National Public Radio has now fired Senior News Analyst Juan Williams for coming to Bill O'Reilly's defense.
Williams said on Fox News, "If I see people who are in Muslim garb, I get nervous."
O'Reilly sparked the bitter fight on The View by saying that it would be inappropriate to build a mosque near ground zero, and said, "Muslims killed us on 9/11."
On The O'Reilly Factor Monday night, he asked Williams, a contributor to Fox News, whether he had been in the wrong. Williams replied, "I mean, look, Bill, I'm not a bigot. You know the kind of books I've written about the civil rights movement in this country. But when I get on the plane, I got to tell you, if I see people who are in Muslim garb and I think, you know, they are identifying themselves first and foremost as Muslims, I get worried. I get nervous."
Williams also warned O'Reilly that he should be more careful with his remarks in the future, saying, "This is what Barbara Walters was saying, you've got to be careful."
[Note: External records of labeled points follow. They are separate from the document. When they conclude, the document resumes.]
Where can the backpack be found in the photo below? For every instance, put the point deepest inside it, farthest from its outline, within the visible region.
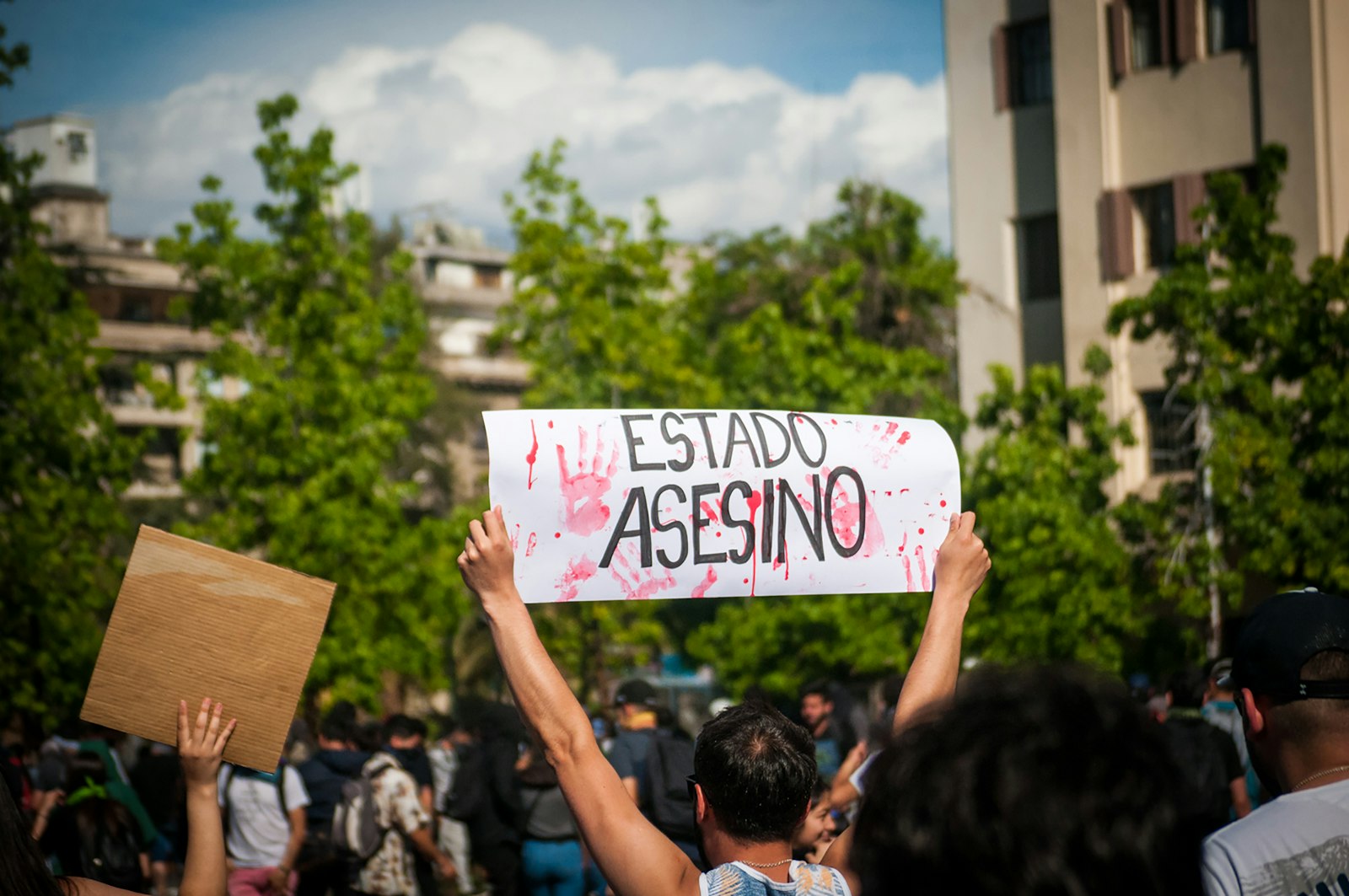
(1204, 781)
(669, 761)
(110, 849)
(357, 818)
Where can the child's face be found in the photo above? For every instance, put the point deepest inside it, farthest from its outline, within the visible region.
(818, 824)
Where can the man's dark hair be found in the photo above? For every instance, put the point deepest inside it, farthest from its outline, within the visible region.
(1186, 689)
(818, 689)
(1032, 781)
(757, 770)
(404, 727)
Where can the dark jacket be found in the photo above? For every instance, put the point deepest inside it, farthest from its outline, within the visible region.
(324, 774)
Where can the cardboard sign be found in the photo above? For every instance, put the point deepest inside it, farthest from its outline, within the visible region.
(607, 505)
(195, 621)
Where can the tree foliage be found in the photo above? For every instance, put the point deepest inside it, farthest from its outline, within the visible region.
(1266, 351)
(300, 466)
(62, 462)
(853, 318)
(1061, 584)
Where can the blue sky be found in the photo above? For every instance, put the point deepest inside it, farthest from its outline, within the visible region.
(737, 114)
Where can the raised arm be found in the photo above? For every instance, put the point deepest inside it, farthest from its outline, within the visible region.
(202, 748)
(636, 858)
(961, 567)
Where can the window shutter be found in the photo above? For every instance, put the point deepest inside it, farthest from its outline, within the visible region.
(1164, 31)
(1119, 40)
(1002, 76)
(1187, 192)
(1116, 224)
(1187, 30)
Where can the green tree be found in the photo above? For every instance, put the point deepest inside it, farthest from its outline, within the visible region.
(1061, 582)
(62, 462)
(300, 466)
(852, 318)
(1260, 355)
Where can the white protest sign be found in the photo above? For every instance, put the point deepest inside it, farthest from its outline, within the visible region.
(606, 505)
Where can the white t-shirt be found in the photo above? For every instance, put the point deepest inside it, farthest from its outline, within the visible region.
(258, 831)
(1292, 845)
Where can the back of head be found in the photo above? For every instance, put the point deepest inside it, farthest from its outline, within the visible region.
(757, 770)
(1031, 781)
(22, 866)
(402, 727)
(1186, 689)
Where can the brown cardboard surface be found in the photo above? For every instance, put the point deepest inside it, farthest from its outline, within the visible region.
(195, 621)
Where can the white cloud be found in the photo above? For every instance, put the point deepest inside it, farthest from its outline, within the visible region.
(722, 148)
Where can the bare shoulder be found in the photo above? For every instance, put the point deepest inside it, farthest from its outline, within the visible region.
(85, 887)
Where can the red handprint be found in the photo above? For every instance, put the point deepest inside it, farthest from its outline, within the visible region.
(586, 513)
(637, 583)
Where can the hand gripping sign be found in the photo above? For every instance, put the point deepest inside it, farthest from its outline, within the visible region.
(606, 505)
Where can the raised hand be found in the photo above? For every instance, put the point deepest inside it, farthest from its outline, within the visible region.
(962, 561)
(202, 745)
(489, 561)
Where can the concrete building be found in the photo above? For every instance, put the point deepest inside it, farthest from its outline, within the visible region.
(130, 289)
(463, 283)
(1079, 135)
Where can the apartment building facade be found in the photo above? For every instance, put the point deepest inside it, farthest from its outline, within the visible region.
(462, 282)
(1079, 137)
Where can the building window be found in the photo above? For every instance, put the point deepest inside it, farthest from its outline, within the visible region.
(1038, 251)
(138, 309)
(1157, 224)
(1170, 432)
(487, 276)
(1031, 64)
(1229, 24)
(1146, 34)
(78, 143)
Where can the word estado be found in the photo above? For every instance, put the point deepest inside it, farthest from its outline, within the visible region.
(762, 510)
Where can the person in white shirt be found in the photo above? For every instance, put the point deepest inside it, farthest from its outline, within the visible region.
(265, 828)
(1290, 675)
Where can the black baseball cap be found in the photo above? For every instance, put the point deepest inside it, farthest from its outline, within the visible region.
(637, 693)
(1278, 640)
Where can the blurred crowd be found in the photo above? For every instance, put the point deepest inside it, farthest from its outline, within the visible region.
(1036, 781)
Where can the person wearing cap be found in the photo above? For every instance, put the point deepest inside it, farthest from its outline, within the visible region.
(1290, 676)
(636, 706)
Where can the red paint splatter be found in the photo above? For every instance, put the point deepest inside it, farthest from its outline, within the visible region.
(637, 583)
(586, 512)
(701, 588)
(532, 456)
(847, 516)
(755, 502)
(578, 572)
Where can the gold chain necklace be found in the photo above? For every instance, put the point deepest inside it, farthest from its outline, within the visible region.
(1312, 777)
(762, 864)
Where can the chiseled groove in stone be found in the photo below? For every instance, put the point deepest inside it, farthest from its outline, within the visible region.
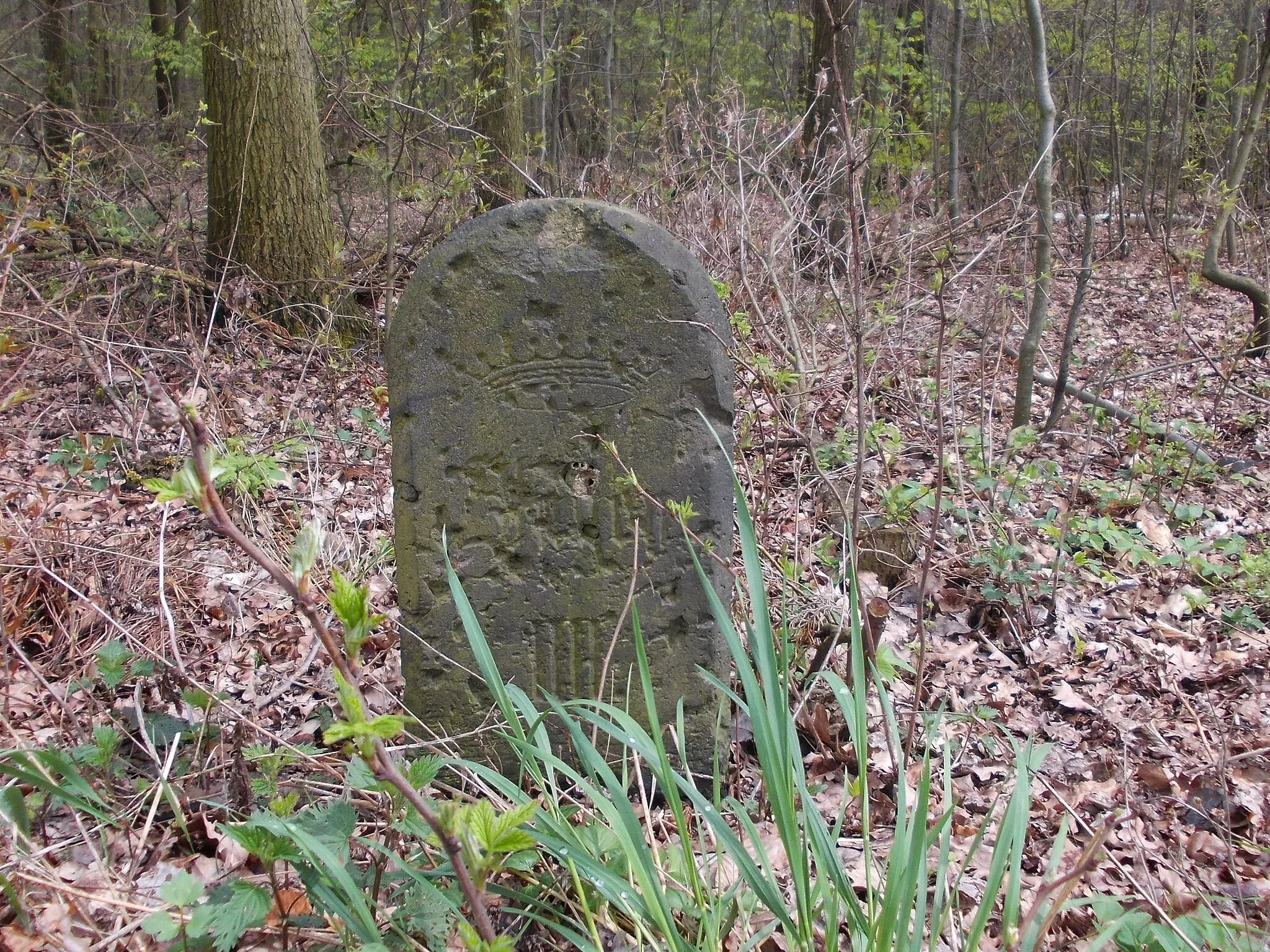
(522, 337)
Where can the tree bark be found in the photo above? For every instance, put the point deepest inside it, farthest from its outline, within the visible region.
(833, 58)
(179, 30)
(1212, 271)
(59, 86)
(1044, 219)
(956, 115)
(161, 25)
(267, 202)
(499, 122)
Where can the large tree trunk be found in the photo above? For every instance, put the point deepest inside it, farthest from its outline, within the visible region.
(267, 205)
(832, 65)
(59, 86)
(1044, 219)
(499, 120)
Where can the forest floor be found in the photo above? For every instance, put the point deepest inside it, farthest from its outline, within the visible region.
(1146, 671)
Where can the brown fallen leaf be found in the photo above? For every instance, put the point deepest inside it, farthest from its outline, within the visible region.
(1067, 697)
(1155, 777)
(1155, 528)
(17, 941)
(288, 903)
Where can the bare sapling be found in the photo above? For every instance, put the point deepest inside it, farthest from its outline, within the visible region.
(1030, 343)
(196, 483)
(1253, 289)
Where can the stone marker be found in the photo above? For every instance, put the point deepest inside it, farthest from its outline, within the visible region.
(521, 338)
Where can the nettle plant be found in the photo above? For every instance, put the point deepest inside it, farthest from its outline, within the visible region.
(318, 842)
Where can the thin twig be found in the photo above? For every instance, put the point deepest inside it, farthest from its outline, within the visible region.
(384, 764)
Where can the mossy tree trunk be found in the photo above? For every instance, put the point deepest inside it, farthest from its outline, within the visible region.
(499, 118)
(59, 84)
(161, 25)
(267, 203)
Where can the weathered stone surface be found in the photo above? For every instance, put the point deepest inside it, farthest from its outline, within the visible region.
(522, 337)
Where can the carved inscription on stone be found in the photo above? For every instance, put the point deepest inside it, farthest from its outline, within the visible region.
(523, 338)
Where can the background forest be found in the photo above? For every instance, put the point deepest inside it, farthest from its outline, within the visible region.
(997, 278)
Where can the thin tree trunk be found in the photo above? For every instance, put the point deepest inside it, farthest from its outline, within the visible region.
(161, 25)
(1148, 165)
(1073, 315)
(1248, 23)
(179, 30)
(267, 203)
(1250, 288)
(59, 84)
(495, 27)
(1044, 219)
(956, 115)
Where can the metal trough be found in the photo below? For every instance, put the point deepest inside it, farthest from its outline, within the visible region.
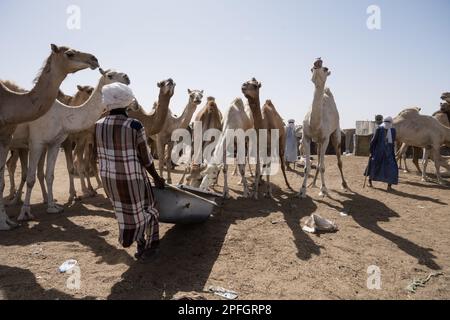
(181, 207)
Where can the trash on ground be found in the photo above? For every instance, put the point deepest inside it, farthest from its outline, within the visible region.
(67, 265)
(224, 293)
(413, 286)
(316, 223)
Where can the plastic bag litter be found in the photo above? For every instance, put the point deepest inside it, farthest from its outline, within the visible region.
(316, 223)
(224, 293)
(67, 265)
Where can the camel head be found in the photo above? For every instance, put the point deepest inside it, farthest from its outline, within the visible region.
(69, 60)
(111, 76)
(250, 89)
(167, 87)
(82, 95)
(446, 97)
(445, 107)
(195, 96)
(319, 73)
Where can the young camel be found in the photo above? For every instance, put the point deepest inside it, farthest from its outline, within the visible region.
(83, 94)
(211, 118)
(163, 138)
(267, 119)
(321, 125)
(424, 132)
(17, 108)
(235, 118)
(52, 129)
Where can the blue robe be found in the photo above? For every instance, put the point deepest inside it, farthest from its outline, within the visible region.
(291, 150)
(382, 165)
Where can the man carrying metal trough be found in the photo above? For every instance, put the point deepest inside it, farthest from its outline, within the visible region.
(124, 158)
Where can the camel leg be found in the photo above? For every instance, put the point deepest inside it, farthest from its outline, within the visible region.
(12, 166)
(5, 222)
(67, 146)
(323, 149)
(169, 163)
(307, 152)
(244, 180)
(52, 156)
(416, 152)
(314, 182)
(336, 141)
(35, 155)
(41, 176)
(425, 160)
(161, 156)
(226, 191)
(23, 155)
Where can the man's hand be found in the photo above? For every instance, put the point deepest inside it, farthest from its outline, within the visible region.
(160, 183)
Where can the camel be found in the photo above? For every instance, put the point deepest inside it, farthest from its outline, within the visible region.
(235, 118)
(52, 129)
(154, 122)
(424, 132)
(321, 125)
(17, 108)
(163, 138)
(268, 119)
(79, 98)
(443, 116)
(210, 118)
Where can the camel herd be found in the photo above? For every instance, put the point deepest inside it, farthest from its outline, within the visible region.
(35, 124)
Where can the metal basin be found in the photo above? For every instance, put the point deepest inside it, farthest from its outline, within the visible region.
(181, 207)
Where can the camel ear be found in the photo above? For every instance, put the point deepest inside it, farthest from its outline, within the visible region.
(55, 48)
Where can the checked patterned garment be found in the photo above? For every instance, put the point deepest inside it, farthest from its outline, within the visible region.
(124, 156)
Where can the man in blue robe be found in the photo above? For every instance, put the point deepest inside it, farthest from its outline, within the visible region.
(382, 165)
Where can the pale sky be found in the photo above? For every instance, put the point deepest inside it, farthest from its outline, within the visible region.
(217, 45)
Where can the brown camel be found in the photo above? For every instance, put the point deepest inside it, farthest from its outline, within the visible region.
(268, 119)
(16, 108)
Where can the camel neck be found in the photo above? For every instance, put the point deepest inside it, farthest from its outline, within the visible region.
(46, 89)
(316, 112)
(255, 107)
(186, 117)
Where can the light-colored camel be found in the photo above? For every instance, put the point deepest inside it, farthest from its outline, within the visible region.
(16, 108)
(267, 119)
(154, 122)
(424, 132)
(443, 116)
(49, 131)
(82, 95)
(321, 125)
(210, 118)
(235, 118)
(163, 138)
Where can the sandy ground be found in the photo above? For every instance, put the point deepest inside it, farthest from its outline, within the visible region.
(256, 248)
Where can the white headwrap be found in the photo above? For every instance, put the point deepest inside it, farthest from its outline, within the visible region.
(387, 124)
(117, 95)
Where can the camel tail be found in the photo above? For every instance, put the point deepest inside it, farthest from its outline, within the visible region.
(283, 168)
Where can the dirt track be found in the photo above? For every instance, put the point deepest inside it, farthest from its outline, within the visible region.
(256, 248)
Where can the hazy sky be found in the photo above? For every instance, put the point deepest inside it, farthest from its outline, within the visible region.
(216, 45)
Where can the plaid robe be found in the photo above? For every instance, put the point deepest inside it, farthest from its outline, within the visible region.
(123, 156)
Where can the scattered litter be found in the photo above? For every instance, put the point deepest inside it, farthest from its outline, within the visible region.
(413, 286)
(316, 223)
(224, 293)
(343, 214)
(188, 296)
(67, 265)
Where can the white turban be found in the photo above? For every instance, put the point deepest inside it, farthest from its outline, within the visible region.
(117, 95)
(387, 124)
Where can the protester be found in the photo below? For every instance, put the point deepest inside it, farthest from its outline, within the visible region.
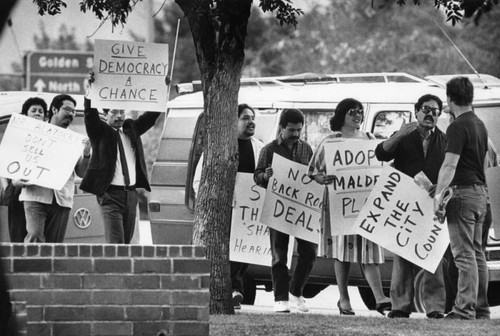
(290, 147)
(346, 123)
(117, 168)
(249, 149)
(47, 210)
(36, 108)
(417, 147)
(463, 169)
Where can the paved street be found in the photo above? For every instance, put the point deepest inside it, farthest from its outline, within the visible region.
(326, 303)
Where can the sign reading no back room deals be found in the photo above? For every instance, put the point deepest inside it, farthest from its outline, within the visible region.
(130, 75)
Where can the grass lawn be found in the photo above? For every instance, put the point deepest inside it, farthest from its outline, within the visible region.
(310, 324)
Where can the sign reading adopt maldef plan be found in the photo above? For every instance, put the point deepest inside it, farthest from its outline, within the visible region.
(399, 216)
(249, 241)
(355, 169)
(130, 75)
(42, 153)
(293, 201)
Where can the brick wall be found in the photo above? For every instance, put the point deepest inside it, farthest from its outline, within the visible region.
(109, 289)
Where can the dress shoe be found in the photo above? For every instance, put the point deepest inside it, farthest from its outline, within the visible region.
(344, 311)
(381, 307)
(398, 314)
(435, 315)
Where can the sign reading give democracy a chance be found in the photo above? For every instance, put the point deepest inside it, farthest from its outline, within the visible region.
(293, 201)
(40, 152)
(399, 216)
(130, 75)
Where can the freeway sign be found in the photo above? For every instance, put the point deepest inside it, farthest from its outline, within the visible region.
(58, 71)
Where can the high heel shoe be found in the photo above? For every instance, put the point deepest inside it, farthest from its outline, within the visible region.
(383, 306)
(344, 311)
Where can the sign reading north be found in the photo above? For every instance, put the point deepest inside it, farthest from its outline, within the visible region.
(58, 71)
(130, 75)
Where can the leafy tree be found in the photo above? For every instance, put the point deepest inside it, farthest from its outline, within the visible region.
(219, 30)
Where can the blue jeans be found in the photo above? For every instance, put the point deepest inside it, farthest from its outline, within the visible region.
(279, 271)
(45, 223)
(118, 207)
(465, 214)
(402, 290)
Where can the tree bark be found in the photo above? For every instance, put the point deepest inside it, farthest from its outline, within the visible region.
(219, 31)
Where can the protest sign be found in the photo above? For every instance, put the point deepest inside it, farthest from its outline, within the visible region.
(130, 75)
(40, 152)
(249, 241)
(355, 169)
(293, 200)
(493, 179)
(399, 216)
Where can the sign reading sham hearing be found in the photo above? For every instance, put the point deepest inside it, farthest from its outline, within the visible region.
(249, 241)
(293, 201)
(130, 75)
(399, 216)
(42, 153)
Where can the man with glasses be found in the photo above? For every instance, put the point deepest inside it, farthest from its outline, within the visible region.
(248, 149)
(463, 169)
(117, 168)
(47, 210)
(417, 147)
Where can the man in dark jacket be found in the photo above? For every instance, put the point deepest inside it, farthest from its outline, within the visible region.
(117, 168)
(417, 147)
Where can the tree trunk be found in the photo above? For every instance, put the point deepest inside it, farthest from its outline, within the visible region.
(219, 37)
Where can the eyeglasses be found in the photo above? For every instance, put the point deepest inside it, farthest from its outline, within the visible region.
(356, 112)
(434, 110)
(68, 109)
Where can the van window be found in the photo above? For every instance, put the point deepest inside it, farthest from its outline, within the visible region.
(388, 122)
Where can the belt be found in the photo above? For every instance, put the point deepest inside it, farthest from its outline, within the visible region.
(124, 188)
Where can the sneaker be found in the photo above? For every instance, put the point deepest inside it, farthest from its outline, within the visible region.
(455, 316)
(281, 307)
(237, 299)
(299, 302)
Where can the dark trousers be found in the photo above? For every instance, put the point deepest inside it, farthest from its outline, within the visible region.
(237, 272)
(17, 221)
(279, 271)
(118, 207)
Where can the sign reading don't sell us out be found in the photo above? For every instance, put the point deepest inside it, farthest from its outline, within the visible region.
(130, 75)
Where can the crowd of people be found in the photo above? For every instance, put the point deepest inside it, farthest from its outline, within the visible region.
(112, 166)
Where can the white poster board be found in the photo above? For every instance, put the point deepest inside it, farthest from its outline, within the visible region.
(356, 170)
(40, 152)
(130, 75)
(399, 216)
(249, 241)
(293, 201)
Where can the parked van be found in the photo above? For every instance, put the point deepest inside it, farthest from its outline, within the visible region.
(388, 100)
(85, 220)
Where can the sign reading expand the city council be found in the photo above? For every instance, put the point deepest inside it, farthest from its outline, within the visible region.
(355, 169)
(399, 216)
(130, 75)
(249, 241)
(293, 201)
(40, 152)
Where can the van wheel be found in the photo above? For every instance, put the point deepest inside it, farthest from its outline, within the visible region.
(249, 290)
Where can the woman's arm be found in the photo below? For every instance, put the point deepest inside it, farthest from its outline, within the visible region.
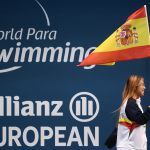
(134, 113)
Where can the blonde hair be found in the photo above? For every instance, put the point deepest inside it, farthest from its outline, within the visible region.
(130, 86)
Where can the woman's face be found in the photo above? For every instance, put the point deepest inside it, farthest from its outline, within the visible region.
(140, 89)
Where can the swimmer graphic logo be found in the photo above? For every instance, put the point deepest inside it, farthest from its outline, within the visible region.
(84, 106)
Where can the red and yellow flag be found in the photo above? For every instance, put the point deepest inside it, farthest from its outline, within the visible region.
(130, 41)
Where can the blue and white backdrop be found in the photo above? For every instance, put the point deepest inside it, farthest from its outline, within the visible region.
(46, 101)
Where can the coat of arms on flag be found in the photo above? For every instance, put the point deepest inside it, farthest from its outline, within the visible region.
(130, 41)
(126, 35)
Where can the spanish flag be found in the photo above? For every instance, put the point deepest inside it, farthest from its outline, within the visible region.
(130, 41)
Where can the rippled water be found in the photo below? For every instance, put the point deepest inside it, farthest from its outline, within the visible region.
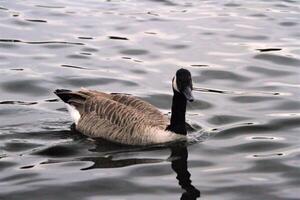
(244, 57)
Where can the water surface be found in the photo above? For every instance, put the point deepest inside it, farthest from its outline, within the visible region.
(244, 58)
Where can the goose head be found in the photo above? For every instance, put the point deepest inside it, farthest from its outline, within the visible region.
(182, 84)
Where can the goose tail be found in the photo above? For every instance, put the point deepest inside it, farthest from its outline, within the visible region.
(74, 102)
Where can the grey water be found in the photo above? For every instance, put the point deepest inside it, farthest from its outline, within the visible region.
(244, 57)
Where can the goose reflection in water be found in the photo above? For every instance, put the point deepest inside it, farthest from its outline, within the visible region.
(178, 157)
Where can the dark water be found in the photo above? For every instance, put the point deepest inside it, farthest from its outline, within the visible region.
(244, 57)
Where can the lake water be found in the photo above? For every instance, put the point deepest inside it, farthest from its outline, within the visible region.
(244, 57)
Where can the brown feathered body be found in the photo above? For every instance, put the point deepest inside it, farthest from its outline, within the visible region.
(119, 118)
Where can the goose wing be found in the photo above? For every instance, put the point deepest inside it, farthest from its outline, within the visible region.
(111, 120)
(147, 109)
(103, 117)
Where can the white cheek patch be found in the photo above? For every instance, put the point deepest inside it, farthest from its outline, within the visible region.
(74, 113)
(174, 84)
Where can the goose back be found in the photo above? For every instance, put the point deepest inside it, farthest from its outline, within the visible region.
(119, 118)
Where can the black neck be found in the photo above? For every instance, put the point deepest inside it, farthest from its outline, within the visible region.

But the damage was done. Williams was fired last night by NPR for making comments that were, "inconsistent with our editorial standards and practices, and undermined his credibility as a news analyst with NPR."
A defiant Williams spoke to Fox News about how NPR's head of news fired him.
"She went on to somehow suggest that I had made a bigoted statement, and I said 'it's not a bigoted statement.' "
Williams said he was particularly offended by being fired over the phone, saying, "I don't even get the chance to come in and we do this eyeball to eyeball, person to person and have a conversation?'"
On The View today, the co-hosts came to Williams' defense, even Whoopi Goldberg, who said, "I don't think he should have been fired. The point he was trying to make was 'I get nervous.' And that's okay to say."
Actress Patricia Heaton of Everybody Loves Raymond had this to say, "If he had said, 'When I get around a group of tea partiers I get nervous,' would NPR have fired him? Probably not."